300形(初代)

300形(初代)~これが私のフラッグシップトレイン~


城電300形.png

300形は1966年に登場した特急用車両です。
それまで城中電鉄では特急は走っていなかったのですが、1964年に東京オリンピックが開催されたあたりから高度経済成長が始まり、「速いことはいいことだ」という風潮が高まってきました。

高度経済成長に合わせて自家用車の普及が広がるにつれて、城電では利用者が減ることを危惧していました。乗用車というのは電車と違って、目的地にドアtoドアでいけるという大きな利点があります。いくら車は渋滞に巻き込まれたからといっても、それを補って余りある魅力があるのです。
また、特に通勤電車はラッシュ時においてはラッシュという概念があります。車ならば座って行けるものを、通勤電車では満員電車で座れない、という可能性もあります。

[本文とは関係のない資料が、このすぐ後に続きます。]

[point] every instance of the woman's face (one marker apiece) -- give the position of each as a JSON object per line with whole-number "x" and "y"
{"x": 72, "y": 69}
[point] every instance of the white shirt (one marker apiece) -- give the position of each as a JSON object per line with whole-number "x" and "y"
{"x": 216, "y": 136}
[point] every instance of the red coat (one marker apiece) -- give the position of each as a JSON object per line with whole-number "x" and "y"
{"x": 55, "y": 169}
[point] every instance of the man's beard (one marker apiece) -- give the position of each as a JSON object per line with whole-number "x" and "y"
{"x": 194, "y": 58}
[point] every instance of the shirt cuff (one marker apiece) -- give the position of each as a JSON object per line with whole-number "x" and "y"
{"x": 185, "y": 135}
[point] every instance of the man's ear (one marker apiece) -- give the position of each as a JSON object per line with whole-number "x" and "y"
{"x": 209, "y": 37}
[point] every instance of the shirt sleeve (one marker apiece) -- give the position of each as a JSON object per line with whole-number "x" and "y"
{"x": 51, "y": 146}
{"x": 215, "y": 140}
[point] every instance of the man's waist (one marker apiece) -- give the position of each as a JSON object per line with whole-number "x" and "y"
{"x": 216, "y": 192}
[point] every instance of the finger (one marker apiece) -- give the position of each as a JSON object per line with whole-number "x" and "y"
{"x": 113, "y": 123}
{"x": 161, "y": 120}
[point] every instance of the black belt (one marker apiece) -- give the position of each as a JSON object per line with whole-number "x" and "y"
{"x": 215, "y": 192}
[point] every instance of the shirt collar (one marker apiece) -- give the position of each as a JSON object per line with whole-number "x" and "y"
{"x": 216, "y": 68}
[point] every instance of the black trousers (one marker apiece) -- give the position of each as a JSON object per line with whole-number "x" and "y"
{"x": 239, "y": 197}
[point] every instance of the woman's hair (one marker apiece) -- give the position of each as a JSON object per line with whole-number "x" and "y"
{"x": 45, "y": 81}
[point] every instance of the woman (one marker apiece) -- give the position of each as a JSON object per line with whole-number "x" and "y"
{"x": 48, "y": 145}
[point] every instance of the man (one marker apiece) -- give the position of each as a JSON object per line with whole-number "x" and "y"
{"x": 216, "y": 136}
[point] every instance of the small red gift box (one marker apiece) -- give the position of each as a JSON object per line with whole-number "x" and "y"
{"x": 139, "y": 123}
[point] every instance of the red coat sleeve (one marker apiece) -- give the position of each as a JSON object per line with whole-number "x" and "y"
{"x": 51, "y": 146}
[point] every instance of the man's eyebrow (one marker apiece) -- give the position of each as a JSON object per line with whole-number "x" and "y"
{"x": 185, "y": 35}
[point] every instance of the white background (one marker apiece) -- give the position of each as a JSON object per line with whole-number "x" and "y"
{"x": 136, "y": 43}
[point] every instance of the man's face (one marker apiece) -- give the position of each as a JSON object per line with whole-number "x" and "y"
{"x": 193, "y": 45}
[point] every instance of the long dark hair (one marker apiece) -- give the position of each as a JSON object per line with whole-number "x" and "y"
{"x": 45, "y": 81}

そこで、1966年、城中電鉄では1966年にビジネス用途での使用も可能とすることができる特急列車を製造することになりました。それが300形です。
乗車駅で座席着席券を購入することによって、必ず席に座ることができることを主眼に置きました。そのため、設備や走行機器においては大幅に見切っています。

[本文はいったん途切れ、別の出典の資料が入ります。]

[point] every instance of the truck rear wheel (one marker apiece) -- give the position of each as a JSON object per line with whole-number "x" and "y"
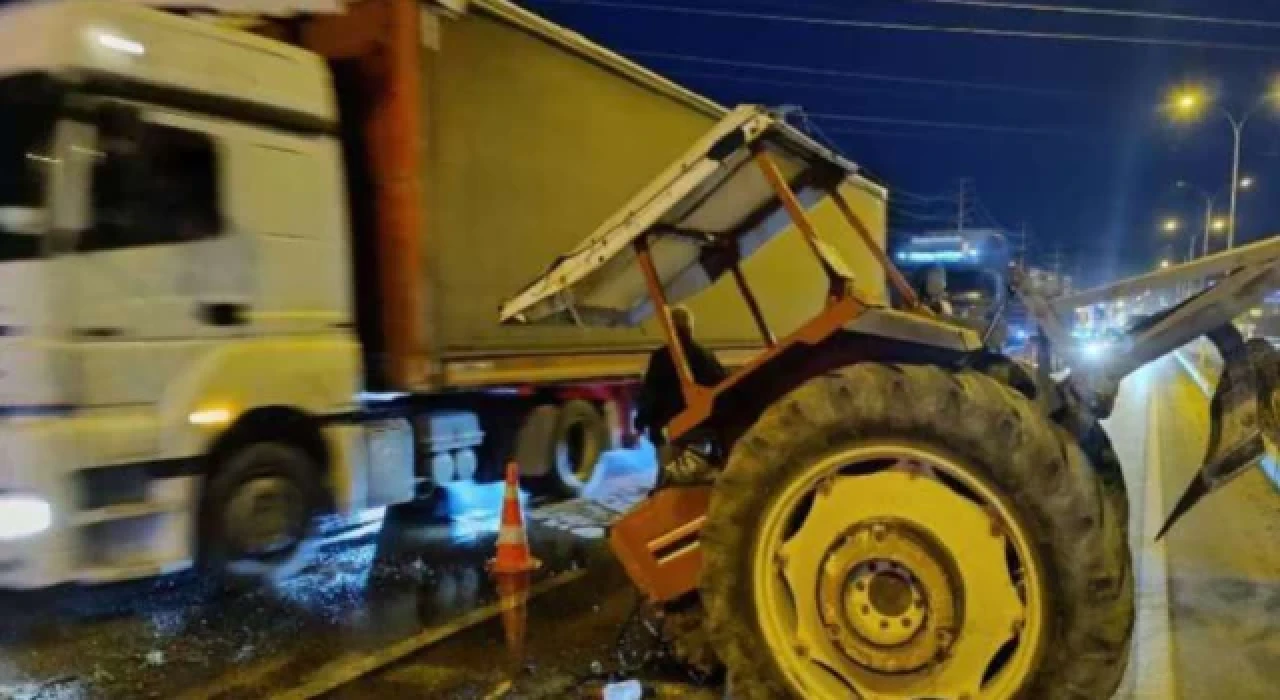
{"x": 257, "y": 515}
{"x": 903, "y": 532}
{"x": 580, "y": 438}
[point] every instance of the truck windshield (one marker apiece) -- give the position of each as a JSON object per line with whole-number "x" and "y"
{"x": 26, "y": 124}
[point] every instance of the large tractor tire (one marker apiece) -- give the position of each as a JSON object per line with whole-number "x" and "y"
{"x": 909, "y": 532}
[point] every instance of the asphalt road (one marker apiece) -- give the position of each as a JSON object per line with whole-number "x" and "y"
{"x": 1224, "y": 561}
{"x": 383, "y": 596}
{"x": 408, "y": 612}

設備面では、ビジネス用の仕様のため特別な設備はありませんが、先頭車両に公衆電話が置かれています。トイレは20分程度の乗車ならば必要はないとされたため設置していません。
客室の座席はベージュ色の座席の転換クロスシートを使用しており、座席間隔は900mmと一般的な転換式クロスシートと同様の間隔となっています。

前面のガラスは曲面ガラスを用いていますが、窓の傾斜をやめて形を単純化して工賃を抑えています。
走行機器は同時期に製造された200形とほぼ共通しており、駆動方式は中空軸並行カルダン方式、主電動機は110kW×4のままで、起動加速度は2.0km/h/s、歯車比を4.21と低く抑えていますが、特急用に限定された車両なので、低速性能は高くなくてもよいのです。

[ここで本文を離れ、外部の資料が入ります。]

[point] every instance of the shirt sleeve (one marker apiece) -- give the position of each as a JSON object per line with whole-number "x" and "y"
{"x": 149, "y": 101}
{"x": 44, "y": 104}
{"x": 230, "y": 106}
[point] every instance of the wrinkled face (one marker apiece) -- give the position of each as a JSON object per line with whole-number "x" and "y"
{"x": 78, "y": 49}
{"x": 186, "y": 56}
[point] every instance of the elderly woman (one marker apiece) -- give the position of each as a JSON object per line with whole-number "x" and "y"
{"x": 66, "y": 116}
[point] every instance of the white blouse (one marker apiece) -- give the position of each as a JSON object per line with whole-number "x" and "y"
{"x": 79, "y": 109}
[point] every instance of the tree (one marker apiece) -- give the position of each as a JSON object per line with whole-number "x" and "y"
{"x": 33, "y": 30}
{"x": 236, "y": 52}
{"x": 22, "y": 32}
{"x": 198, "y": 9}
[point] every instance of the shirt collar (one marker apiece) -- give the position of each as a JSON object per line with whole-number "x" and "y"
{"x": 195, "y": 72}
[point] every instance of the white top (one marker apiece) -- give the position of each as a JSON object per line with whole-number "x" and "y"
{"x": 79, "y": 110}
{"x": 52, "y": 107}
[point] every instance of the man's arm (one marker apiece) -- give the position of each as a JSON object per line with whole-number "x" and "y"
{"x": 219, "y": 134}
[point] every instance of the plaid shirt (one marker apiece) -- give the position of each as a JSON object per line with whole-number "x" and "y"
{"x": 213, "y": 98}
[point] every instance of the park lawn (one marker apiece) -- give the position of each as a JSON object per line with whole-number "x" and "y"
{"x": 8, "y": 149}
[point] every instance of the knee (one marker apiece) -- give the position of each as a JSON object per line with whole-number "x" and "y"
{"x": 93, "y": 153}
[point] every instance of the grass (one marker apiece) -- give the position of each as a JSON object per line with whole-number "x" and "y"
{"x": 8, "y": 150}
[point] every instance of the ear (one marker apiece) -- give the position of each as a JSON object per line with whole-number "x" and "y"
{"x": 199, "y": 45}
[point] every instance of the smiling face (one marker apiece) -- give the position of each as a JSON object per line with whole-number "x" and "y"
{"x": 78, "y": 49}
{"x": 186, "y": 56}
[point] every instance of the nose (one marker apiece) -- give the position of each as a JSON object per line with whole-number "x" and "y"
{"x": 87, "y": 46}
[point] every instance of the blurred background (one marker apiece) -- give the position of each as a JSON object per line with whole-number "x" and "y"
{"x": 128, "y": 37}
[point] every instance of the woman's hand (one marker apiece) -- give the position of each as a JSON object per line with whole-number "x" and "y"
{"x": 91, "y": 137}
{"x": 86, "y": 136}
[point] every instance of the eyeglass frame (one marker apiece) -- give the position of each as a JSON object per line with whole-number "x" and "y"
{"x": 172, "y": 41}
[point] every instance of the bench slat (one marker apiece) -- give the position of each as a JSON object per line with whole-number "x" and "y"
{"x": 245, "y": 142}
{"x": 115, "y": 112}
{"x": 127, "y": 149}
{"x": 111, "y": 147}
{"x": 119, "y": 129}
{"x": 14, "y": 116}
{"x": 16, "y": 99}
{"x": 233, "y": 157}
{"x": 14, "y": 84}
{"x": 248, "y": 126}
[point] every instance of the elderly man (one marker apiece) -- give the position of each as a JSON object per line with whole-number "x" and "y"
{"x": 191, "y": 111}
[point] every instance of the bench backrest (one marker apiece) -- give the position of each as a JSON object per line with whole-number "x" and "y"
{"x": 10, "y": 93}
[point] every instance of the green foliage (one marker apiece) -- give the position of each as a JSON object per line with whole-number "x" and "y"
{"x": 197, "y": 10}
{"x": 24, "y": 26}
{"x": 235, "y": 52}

このように、大手私鉄のような豪華な設備ではないものの、クロスシートの特急用車両ということで、300形は城電のフラッグシップトレインとして君臨しました。また、「カププラプラレール」にも登場しました。
しかし、老朽化が激しくなってきたこともあり、1996年より順次新300形に置き換えられ、残る1編成も2011年6月に引退しました。